God had told me back in March that my ministry would be starting soon, but I had no idea how it was going to get started. There was nothing I could really do, so I continued to wait. Then, on October 8, 2019, I got an unexpected Facebook message on my ministry page. It was from someone named, “Alfred Burooro” and it said:
My dear brothren in the Lord, I request you come to Uganda support the church and work together in the ministry, may God bless you as you come in Uganda, Bishop Alfred Burooro,
My initial thought was that this was some kind of scam. I mean, nobody contacts you out of the blue requesting that you go to a foreign country without some kind of ulterior motive, right? I would have ignored the message, except Facebook’s page algorithm requires you to respond to page messages within a certain amount of time in order to maintain a good response rate. So I responded with a simple question to try and figure out what Alfred’s real intentions were. I fully expected him to ask for money after a few back and forth messages. But that didn’t happen. Alfred appeared to be completely legit.
When I couldn’t find any kind of possible scam taking place, I decided to do some research on the internet to see if I could find out more about Mr. Burooro. There were very few references about him, but what I did find was someone by the name of Ron Kinnear from South Africa who had traveled to Uganda to minister there.

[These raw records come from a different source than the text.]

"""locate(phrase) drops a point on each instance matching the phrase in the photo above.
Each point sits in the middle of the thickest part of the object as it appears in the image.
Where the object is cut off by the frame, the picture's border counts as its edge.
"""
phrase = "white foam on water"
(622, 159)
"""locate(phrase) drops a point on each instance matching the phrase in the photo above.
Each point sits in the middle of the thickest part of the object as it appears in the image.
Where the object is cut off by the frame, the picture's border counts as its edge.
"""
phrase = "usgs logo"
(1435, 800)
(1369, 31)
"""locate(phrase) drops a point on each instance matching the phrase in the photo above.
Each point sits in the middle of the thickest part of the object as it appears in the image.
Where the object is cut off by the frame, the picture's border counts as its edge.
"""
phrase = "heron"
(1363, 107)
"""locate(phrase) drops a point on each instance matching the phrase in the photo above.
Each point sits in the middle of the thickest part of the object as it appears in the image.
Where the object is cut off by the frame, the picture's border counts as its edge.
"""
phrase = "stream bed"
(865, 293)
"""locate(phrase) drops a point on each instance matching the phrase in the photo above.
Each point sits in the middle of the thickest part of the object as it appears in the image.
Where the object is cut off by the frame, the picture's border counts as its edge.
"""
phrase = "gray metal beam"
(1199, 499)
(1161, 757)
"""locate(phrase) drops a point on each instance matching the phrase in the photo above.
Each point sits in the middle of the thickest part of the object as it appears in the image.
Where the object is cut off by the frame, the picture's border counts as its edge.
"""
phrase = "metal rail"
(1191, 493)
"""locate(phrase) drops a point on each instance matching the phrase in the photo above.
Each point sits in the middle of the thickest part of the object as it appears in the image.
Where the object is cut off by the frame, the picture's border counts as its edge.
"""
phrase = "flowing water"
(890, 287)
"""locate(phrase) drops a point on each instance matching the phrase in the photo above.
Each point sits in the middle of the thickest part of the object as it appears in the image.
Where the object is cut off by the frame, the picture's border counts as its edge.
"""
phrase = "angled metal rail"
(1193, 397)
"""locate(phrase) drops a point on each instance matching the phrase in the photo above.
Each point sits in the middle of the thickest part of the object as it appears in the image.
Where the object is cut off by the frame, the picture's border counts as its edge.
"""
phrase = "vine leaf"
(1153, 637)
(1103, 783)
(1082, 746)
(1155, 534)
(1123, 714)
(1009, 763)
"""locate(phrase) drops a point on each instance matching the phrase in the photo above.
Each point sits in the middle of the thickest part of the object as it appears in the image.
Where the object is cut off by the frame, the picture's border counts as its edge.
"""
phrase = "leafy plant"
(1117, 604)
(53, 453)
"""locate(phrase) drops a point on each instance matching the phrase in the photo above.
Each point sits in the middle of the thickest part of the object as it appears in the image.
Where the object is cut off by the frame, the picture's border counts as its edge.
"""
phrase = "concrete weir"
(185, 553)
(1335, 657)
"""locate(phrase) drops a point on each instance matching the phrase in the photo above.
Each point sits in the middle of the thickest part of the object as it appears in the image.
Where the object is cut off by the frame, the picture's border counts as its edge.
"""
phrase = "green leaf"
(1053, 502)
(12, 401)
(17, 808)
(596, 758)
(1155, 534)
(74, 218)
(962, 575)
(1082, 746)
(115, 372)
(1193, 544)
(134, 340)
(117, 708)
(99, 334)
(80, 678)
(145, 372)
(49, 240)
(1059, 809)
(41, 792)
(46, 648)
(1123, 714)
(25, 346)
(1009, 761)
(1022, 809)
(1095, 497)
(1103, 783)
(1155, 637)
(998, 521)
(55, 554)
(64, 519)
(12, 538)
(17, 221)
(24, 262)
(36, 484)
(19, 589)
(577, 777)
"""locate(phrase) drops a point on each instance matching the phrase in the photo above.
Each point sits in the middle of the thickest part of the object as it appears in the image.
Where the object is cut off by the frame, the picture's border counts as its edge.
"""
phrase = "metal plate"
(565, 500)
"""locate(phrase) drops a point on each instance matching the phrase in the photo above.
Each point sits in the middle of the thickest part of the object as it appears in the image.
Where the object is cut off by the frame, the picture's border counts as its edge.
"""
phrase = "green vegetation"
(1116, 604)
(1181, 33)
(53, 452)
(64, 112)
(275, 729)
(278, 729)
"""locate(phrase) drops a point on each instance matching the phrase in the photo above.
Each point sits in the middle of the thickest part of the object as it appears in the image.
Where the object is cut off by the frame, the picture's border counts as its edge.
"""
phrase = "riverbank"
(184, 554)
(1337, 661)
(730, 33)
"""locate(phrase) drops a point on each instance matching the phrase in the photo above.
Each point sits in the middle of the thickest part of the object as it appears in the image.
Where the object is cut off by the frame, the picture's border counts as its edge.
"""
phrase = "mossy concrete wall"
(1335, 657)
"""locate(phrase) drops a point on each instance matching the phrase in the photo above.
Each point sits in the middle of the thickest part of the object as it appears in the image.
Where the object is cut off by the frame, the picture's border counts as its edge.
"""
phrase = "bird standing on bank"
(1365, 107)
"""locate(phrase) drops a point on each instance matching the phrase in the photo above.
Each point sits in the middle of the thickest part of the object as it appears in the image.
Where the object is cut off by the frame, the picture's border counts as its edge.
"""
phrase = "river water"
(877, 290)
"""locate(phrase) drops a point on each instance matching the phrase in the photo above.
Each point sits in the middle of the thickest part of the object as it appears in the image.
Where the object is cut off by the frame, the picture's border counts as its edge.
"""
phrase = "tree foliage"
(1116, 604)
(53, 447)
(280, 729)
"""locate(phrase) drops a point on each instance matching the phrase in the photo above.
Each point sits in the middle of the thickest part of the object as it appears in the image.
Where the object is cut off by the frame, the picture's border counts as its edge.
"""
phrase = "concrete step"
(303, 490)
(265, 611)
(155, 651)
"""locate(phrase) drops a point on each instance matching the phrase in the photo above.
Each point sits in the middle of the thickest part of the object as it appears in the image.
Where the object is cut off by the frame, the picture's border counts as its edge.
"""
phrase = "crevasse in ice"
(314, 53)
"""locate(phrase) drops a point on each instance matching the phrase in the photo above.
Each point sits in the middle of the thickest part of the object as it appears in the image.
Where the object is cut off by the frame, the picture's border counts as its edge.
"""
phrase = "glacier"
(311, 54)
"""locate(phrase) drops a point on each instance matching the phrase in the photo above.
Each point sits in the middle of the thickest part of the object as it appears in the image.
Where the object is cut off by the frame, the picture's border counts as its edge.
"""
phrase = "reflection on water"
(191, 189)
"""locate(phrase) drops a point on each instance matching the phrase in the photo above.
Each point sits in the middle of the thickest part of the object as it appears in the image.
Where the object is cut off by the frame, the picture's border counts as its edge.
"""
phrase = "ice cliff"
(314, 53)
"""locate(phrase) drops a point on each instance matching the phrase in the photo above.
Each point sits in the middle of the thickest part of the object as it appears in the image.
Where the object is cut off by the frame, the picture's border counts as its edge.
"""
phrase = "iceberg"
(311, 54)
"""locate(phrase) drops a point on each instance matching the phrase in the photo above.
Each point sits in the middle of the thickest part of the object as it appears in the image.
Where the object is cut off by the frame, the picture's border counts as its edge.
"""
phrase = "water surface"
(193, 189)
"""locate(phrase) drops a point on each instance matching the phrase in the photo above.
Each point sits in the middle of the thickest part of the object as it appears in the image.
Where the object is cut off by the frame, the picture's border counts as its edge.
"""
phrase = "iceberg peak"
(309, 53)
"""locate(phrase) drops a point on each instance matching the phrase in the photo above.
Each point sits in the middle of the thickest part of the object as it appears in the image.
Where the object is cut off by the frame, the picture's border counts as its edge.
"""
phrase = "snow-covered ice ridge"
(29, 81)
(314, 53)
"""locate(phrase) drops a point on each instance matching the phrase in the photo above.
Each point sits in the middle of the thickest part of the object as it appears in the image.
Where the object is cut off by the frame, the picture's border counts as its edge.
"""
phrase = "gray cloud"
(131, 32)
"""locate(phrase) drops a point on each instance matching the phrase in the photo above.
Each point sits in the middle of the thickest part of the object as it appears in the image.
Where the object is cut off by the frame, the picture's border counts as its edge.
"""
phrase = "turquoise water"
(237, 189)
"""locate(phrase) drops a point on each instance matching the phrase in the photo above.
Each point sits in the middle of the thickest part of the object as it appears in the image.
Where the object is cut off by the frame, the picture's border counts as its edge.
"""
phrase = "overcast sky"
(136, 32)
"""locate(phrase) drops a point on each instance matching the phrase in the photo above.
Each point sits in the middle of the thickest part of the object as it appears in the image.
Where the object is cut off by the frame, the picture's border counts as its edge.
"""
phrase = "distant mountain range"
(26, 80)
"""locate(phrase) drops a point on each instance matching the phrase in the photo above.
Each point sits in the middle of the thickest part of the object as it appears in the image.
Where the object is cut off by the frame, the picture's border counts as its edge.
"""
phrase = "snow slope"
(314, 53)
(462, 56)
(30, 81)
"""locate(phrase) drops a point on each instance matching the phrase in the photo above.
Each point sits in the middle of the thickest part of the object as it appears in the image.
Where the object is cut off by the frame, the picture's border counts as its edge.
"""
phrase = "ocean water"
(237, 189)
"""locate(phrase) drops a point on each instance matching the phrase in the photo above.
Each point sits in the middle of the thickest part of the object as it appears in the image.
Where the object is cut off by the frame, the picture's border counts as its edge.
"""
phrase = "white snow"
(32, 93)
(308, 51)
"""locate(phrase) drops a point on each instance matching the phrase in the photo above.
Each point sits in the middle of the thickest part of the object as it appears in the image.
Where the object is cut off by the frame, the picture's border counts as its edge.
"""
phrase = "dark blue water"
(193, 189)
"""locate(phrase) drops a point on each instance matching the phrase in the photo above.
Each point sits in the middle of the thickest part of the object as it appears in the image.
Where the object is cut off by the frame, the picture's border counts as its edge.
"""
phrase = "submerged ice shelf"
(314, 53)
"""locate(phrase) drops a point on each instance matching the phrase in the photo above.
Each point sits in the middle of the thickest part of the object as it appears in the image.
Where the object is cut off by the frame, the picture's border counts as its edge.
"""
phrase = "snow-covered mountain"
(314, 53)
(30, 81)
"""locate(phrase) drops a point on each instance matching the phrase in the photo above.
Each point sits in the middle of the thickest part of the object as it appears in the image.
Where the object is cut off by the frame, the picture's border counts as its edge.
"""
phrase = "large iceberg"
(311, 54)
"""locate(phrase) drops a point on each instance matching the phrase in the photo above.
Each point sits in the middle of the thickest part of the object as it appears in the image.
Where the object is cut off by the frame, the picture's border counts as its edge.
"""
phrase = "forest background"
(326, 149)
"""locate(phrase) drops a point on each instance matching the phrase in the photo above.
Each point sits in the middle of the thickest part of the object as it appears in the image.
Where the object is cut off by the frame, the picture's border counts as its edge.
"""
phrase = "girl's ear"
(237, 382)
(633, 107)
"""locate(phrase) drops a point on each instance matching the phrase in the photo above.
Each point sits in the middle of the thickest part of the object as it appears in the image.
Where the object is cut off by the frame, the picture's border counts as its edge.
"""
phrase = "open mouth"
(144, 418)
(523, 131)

In his May 2017 ministry letter, Ron mentions the name, “Bishop Alfred Burooro”. The information in Ron’s newsletter matched the information that Alfred was giving me on Facebook. In one final test for authenticity, I asked Alfred if he could give me Ron’s phone number so that I could call Ron and get more information about the needs of Alfred’s church. To my surprise, Alfred gave me Ron’s cell phone number.
Now perhaps I was being overly skeptical, but I’ve never gotten a ministry invite from a complete stranger before. Remember Ephesians 3:20 (“To him who is able to do far more abundantly than all that we ask or think.”)? To me, this ministry invite was so much more than I could have ever thought of, that I just couldn’t believe it was real. But it was real. Alfred Burooro is a real person in Uganda. His church, The Apostolic Faith Mission (AFM), is a real church. And the invite to Uganda is a real invite.
So now the work begins. As with any ministry, this is not about me – this is about the people that need to hear the good news of Jesus Christ, and the family of believers that need hope and encouragement. This is about expanding the Kingdom of God to Uganda and beyond.
My first trip to Uganda will be a learning mission. I will be meeting with Alfred and his leadership team to learn about their needs, and their vision for the future of their church and school.
I am currently working on getting my passport and making preparations for my first trip to Uganda. I’m not sure when exactly I’ll be going to Uganda, but I think it will be somewhere around March or April of 2020.
There are still a lot of things that need to happen before I can travel, and God will have to come through in a big way on a few of those in order for this ministry trip to take place. I know God will do it, I just don’t know how. One thing I am certain of: whatever God does to make this ministry trip happen, it will be more than I could ever ask or think of.